Lesson #6
In conflict situations, the role of emotions in its escalation is significant. It is therefore, important to have an understanding of the roles that emotions play in our lives. It is also difficult to listen, to open oneself, or to cooperate if we harbor negative emotions.
1. The result of the previous workshop in Lesson 5 where students identified helpful behavior in a conflict and non-helpful behavior is shown below.
2. Natural to man. Our natural reaction to our surroundings and events in our lives. Physical and visceral and include the rousing or shrinking of energy; this energy has its own circulatory path in our body. Emotions connect to our minds and produce corresponding thoughts and images. When emotions are fully felt they disappear. When suppressed or are ignored they become push-buttons or emotional baggage.
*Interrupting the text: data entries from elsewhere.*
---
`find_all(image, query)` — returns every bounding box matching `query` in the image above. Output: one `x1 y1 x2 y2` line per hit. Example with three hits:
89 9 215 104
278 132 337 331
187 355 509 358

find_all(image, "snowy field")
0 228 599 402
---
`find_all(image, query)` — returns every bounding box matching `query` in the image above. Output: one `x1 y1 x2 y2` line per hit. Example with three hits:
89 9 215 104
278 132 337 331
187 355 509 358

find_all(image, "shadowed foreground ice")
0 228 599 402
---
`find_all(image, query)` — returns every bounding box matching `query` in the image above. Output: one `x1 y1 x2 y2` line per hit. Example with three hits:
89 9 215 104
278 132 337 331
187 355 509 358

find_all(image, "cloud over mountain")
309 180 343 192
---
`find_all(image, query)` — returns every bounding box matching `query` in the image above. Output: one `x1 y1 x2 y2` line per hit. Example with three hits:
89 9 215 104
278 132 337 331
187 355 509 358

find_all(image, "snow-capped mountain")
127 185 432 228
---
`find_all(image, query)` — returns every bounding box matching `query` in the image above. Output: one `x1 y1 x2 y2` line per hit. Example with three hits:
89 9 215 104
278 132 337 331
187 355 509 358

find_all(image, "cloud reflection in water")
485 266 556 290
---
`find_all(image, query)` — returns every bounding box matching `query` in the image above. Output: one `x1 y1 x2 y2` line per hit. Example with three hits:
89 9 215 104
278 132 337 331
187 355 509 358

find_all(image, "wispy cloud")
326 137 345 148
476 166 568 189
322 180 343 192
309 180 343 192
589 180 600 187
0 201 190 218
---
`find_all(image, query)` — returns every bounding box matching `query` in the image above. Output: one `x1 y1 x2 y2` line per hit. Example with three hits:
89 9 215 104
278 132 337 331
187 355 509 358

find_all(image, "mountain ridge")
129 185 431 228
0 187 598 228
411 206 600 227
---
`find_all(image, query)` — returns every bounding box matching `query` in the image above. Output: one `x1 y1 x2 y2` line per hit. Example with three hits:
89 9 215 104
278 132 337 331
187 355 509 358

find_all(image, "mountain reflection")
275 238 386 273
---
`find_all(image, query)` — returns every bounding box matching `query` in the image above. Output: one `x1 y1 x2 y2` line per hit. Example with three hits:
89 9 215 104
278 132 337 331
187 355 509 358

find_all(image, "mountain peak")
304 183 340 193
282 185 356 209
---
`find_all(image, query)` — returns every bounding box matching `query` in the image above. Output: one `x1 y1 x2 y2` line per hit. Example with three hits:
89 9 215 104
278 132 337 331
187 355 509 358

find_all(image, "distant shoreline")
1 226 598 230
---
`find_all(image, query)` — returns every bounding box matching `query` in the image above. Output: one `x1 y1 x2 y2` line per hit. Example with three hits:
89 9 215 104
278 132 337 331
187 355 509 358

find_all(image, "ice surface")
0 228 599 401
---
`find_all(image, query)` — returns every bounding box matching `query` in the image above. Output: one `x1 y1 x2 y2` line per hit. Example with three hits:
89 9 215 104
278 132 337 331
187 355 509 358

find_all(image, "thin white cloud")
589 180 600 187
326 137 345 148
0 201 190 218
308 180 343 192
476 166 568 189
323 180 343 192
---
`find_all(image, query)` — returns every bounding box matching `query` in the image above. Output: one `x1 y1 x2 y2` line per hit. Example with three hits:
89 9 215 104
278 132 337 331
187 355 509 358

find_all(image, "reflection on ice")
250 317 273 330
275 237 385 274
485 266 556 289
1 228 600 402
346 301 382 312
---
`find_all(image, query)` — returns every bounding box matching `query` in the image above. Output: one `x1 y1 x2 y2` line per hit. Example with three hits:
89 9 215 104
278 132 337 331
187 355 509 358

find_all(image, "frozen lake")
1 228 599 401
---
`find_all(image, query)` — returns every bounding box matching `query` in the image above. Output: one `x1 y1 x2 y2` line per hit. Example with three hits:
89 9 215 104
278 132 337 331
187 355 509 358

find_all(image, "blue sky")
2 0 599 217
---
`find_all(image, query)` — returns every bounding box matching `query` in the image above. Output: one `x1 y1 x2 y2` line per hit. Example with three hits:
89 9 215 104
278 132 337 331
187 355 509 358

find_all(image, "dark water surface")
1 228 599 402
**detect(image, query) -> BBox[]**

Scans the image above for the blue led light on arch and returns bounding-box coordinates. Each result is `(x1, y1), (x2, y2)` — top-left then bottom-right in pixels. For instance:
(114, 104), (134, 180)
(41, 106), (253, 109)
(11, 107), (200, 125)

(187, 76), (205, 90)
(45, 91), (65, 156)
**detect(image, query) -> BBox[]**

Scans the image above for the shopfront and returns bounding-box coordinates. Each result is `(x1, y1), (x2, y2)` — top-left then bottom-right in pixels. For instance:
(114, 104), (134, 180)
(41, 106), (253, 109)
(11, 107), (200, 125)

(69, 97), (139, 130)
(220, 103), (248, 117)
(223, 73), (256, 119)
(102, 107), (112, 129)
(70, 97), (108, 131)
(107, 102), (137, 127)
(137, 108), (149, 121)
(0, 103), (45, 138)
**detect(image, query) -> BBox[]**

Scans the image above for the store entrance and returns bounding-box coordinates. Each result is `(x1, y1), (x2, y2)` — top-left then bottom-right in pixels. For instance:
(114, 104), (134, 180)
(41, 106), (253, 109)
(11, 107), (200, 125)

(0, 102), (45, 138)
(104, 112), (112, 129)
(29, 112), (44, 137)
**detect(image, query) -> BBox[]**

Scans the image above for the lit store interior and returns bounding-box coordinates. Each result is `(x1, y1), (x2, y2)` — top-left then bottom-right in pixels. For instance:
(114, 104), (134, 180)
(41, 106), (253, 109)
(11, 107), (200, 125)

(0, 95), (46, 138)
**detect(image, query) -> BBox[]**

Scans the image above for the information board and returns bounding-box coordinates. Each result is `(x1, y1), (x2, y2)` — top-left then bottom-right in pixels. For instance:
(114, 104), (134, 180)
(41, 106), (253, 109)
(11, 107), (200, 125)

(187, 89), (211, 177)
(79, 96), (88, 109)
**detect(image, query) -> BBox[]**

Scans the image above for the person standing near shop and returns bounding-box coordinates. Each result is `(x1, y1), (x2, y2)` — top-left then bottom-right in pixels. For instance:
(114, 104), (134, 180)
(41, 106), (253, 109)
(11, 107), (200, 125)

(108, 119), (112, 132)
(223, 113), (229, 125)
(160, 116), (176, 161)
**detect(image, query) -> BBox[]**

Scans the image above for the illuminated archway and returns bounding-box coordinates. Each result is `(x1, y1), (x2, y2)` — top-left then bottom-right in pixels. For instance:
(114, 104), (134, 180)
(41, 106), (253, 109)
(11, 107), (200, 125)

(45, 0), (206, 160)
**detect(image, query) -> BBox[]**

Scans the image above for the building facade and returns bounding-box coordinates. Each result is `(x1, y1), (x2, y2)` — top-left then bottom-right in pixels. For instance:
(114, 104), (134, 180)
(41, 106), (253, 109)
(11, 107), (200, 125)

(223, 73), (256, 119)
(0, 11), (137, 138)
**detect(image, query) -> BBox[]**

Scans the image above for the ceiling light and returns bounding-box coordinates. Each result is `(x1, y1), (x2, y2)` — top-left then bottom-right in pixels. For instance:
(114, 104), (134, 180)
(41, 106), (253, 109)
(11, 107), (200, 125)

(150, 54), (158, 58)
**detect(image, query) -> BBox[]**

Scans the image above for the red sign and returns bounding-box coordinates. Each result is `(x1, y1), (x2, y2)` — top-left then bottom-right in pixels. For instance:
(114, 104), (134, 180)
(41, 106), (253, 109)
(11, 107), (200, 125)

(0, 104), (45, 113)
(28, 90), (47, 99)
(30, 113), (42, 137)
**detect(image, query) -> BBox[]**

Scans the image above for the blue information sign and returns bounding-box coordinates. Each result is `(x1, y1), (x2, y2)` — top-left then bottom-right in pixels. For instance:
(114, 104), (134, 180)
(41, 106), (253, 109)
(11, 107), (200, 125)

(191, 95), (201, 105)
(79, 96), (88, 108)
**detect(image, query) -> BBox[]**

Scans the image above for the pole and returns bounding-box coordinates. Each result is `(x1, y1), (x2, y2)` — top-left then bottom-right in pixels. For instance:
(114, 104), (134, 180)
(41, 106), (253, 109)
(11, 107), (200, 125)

Repeatedly experienced emotions create and build its own neutral path in the brain
3. Ask yourself:
If emotions are physical reactions, what happens to the body when we are angry?
Or, what are the physical manifestations of anger? Fear?
The answers are usually physical descriptions:
Blood rushes towards the head so the face becomes red.
There is an increased heartbeat.
Muscles tense.
Facial expression becomes hard or sharp.
Voice becomes stringent and loud.
4. Answer these questions:
How do you manage negative emotions like anger and fear?
What are your coping mechanisms?
Try to identify whether these management or coping mechanisms contribute positively to the situation or create more problems.
5. Awareness lesson in managing emotions:
Think of your right hand. Describe the process of thinking of your right hand.
Become aware of your right hand. What do you feel in your right hand? (Possible answers: feeling of weight, warmth or coldness, tinkling sensations)
What is the difference between thinking and becoming aware?
Take a relaxed position by putting your feet flat on the floor and your hands in your lap. Take a deep breath. Become aware of your body. What are sensations in your body?
End the lesson by stating that becoming aware of the emotions is to fully experience them in the body. The only way emotions are processed out is to acknowledge their presence and fully experience them. Suppression or putting our attention somewhere actually will create more push buttons or emotional baggage. Expression of emotions is different from experiencing them in the body. The more we are aware and present when these emotions are felt the better we are in managing them and preventing them from coloring our perceptions or taking over our actions.
6. Acknowledge emotions in oneself and in the others help us become aware of the emotions and help us better manage them.
7. React to the following paragraphs:
a) Anger and fear amplify the destructiveness of a budding bias. The flooding of these strong emotions sabotage the ability to think clearly, thereby preventing us from answering the essential question, “Does he really have all the bad traits I ascribe to THEM?”
b) Emotional involvements, like friendships between individuals from either side of a hostile divide, make people far more accepting of each other’s groups.